みーちゃんのうちでは甘口のバーモントカレーです。家族みんなが食べられるからです。具は玉ねぎにニンジン、ジャガイモ、豚のこま切れ肉です。お母さんは隠し味にウスターソースを入れます。辛いのが好きな小兄ちゃんやお父さんはS&Bのコショーや一味唐がらしを自分の皿に足します。
小兄ちゃんがアルミ製の金色の両手鍋からカレー、ナショナルの炊飯ジャーからご飯を二枚のお皿によそいます。みーちゃんのうちでは朝に1升炊飯器で炊き、保温しておくのです。その間に、みーちゃんは食器棚の引き出しからスプーンを2個取り出します。
──そうだ!せっかくだから聞いちゃおうっと。
みーちゃんは、お祖父ちゃんのスプーンも出します。前からこのスプーンのことを知りたかったからです。小兄ちゃんに謎を聞くことにします。小兄ちゃんの席の前に一つ、自分の処には二つそれぞれスプーンをみーちゃんは置きます。
みーちゃんのうちではテーブルの席が決まっています。茶の木目調の6人用テーブルを南北に長く配置しています。南の1人席がお祖母ちゃん、北のそれが小兄ちゃんです。お祖母ちゃんから見て右の2人席に、近い順からお母さんとお父さん、左が祖父ちゃんとみーちゃんです。みーちゃんと小兄ちゃんの席は角をはさんで隣り合っています。

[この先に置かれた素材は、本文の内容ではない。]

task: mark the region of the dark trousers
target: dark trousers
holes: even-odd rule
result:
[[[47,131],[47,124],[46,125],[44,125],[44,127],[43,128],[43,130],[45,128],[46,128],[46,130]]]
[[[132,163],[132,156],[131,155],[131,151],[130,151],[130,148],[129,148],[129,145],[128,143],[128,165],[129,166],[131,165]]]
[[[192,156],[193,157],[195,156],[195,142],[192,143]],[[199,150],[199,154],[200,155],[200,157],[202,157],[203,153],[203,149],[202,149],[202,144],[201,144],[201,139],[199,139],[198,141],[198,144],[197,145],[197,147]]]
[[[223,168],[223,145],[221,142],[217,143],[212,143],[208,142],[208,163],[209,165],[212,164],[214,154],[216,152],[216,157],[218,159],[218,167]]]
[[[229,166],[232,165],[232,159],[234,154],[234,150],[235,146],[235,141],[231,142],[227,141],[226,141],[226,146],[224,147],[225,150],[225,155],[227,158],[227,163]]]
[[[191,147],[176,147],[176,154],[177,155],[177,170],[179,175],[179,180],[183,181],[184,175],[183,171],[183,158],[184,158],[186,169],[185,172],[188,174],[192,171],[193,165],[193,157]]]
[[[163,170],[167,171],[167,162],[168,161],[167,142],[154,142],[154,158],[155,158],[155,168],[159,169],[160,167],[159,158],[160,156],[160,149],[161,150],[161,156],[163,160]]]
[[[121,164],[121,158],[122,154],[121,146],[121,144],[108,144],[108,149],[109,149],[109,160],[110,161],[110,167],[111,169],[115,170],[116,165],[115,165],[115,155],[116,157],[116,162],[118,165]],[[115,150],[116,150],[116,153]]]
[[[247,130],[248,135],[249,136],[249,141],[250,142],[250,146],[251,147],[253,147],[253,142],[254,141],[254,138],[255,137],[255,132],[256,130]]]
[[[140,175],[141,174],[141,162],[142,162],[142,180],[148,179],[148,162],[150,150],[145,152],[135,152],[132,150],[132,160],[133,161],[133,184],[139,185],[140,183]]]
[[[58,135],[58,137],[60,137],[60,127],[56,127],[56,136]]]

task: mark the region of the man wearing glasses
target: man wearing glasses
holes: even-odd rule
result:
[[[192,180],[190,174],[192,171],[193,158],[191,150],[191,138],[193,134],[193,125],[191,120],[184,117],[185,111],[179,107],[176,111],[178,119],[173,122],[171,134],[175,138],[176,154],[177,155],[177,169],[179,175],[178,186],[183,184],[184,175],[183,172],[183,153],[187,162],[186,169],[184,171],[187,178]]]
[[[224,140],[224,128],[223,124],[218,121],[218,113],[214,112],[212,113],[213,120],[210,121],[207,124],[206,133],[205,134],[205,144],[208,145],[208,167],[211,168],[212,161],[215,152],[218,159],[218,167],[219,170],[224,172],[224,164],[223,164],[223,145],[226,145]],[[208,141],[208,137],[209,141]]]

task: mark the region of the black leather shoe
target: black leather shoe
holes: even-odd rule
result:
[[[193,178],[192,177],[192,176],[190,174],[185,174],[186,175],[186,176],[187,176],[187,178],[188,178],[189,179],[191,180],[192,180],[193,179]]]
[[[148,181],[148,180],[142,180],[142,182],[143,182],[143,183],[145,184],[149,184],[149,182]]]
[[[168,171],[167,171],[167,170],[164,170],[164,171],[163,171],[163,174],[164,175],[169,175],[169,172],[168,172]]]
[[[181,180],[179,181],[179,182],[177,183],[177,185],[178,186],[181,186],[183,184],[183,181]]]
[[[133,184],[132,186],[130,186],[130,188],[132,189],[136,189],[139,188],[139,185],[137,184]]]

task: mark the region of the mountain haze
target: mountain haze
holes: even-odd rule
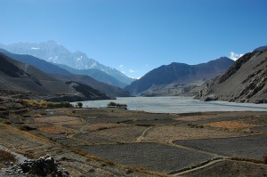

ひいばあちゃんは茶の間のテーブルで食べます。椅子の脚が高すぎるからです。お父さんかお母さんがお膳を運び、食べ終わったら片づけます。朝食には、ひいばあちゃんは仏さまにお供えした仏まんまを食べます。仏さまに一番近いからです
小兄ちゃんはお皿を二つ運び、テーブルの自分とみーちゃんの席に置きます。席に着いてすぐに小兄ちゃんが「はい、いただきます」と言ったので、みーちゃんも慌てて座り、「いただきまーす」と続きます。
「ねえねえ、お祖父ちゃんのスプーンだけどさ」。
そうみーちゃんがお祖父ちゃんのスプーンを二人の間に置いて見せて聞くと、小兄ちゃんは、カレーにコショーや一味唐がらしを振りかけながら、こう言います。
「それがどうした?」
「この柄の文字。これ何?」
みーちゃんが中腰になって右手でスプーンの文字を指し示すと、小兄ちゃんは顔を少し突き出して確かめた後、カレーを食べながら、こう告げます。
「これ?ユー・エス・エヌ」。
小兄ちゃんは口に自分のスプーンを運んでいますが、みーちゃんはカレーを食べるどころではありません。
「そんなの、わかるよ!どういう意味?」
「ユナイテッド・ステ―ツ・ネイビー」。
「だから、どういう意味?」
「合衆国海軍」。
「それって?」
「アメリカ海軍のこと」。
「なんでアメリカ海軍のスプーンがうちにあるの?」
「ほら、お祖父ちゃんが沖縄でアメリカ軍の捕虜になったろ?」
「捕虜になったの?」
「なったんだよ」。
「なんで?」
「んとね、確か、こんな話だと聞いたよ、お祖父ちゃんから。聞きたい?」
「うん、聞きたい」。
小兄ちゃんもスプーンの動きをとめ、口の中のものを急いで飲みこみ、話し始めます。
「沖縄で戦争している時にね、近くに迫撃砲だったか何だったかとにかく砲弾が着弾して、その破片が足にあたって動けなくなったんだってさ」。
「足の傷って、その時の?」
「たぶんね。それで、部下に洞窟に担がれたんだってさ。まあ、サンゴ礁があるから、そんな、そんな洞窟らしいんだけど」。
「ふーん」。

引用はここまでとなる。